SoFRiED - Social Work and the Far Right in European Democracies

Deprofessionalization from the right. A comparative study in Germany, Austria, and Hungary.

Changes in welfare state principles, neoliberal social policies, increasing economization and precarization, as well as shortages of skilled professionals are giving rise to tendencies of deprofessionalization in social work. These manifest themselves in the weakening of structures, competencies, or the autonomy of the profession. In addition, the Europe-wide and global rise of right-wing authoritarian and anti-democratic thinking and practices is increasingly destabilizing the professionalism of social work—despite internationally coordinated theoretical and ethical professional standards that oppose anti-human and inequality-reinforcing positions.

The mixed-methods study SoFRiED investigates and compares far-right influences on social work in the EU member states of Germany, Austria, and Hungary, taking into account the respective welfare state contexts. Building on two systematic, country-specific studies from Germany—North Rhine-Westphalia: Gille/Jagusch (2018); Mecklenburg-Western Pomerania: Gille/Krüger/Wéber (2022)—the study analyzes the effects of far-right actors, networks, discourses, and policies on social work. The project comprises three country-specific sub-studies, each consisting of three methodological components: a quantitative online survey, theme-centered individual interviews with social work professionals, and an analysis of parliamentary documents. The text-based data generated through these three components are supplemented and contextualized by a media analysis and are evaluated through an explicative and structuring qualitative content analysis.

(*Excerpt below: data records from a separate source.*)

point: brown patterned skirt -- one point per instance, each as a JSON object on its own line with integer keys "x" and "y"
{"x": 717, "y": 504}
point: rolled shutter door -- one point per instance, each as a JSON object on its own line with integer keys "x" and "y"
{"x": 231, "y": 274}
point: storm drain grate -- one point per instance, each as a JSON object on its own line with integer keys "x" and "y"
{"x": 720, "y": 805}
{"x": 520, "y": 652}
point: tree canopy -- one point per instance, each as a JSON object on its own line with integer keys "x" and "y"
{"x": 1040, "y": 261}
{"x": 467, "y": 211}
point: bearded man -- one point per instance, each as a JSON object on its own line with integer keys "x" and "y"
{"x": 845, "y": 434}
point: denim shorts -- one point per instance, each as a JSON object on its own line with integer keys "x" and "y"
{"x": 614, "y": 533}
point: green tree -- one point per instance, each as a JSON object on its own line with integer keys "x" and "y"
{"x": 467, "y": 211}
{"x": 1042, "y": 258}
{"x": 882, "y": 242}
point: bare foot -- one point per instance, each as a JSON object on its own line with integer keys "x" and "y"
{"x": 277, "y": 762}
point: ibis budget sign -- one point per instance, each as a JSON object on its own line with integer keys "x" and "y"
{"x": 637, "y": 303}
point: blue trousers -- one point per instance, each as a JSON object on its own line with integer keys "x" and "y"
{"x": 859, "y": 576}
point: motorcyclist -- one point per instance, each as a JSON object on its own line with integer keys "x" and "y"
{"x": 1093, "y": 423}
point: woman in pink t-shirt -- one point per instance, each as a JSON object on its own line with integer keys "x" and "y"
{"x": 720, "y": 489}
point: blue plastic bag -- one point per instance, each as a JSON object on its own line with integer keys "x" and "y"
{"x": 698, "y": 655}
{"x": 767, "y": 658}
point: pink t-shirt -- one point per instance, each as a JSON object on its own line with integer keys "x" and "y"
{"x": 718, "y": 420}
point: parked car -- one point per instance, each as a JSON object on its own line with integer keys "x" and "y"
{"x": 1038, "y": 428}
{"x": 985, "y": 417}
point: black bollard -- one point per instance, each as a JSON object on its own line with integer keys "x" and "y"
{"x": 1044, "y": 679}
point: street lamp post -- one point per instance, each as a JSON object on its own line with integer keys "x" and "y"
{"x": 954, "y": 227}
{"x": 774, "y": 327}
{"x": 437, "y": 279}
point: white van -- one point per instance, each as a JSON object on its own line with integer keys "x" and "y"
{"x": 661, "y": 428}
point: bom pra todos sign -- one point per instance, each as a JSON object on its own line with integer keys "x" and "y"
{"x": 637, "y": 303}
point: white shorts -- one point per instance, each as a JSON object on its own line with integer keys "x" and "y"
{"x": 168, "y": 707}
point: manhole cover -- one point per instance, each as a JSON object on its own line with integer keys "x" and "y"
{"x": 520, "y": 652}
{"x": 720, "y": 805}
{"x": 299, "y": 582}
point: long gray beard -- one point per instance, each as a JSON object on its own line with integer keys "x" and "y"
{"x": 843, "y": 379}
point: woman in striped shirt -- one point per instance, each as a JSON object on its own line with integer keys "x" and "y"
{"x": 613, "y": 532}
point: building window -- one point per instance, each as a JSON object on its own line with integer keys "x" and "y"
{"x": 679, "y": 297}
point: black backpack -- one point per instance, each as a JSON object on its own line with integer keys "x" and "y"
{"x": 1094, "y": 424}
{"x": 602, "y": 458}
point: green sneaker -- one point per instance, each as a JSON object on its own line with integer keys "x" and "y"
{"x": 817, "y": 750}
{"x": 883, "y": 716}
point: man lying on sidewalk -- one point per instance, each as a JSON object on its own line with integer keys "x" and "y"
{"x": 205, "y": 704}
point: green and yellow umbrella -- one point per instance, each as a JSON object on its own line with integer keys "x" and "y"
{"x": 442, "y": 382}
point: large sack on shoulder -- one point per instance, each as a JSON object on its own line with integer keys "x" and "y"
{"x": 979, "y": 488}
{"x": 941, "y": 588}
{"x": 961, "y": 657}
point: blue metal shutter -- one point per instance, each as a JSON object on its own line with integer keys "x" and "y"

The study is guided by the following research questions:

  • In what forms do far-right influences manifest in social work in the EU member states of Germany, Austria, and Hungary?
  • How do these influences affect welfare state architectures and social policy measures that constitute the framework for social work at the national level?
  • To what extent do processes of deprofessionalization driven by the far right and restrictions on democratic participation opportunities for professional practitioners become evident in organizational contexts?
  • To what extent do professional practitioners recognize and identify far-right influences as such in their everyday professional practice?
  • Which professional approaches, counter-strategies, and institutionalized responses are articulated within the profession (professional associations, interest groups, civil society), as well as in social work education and practice, in dealing with far-right influences?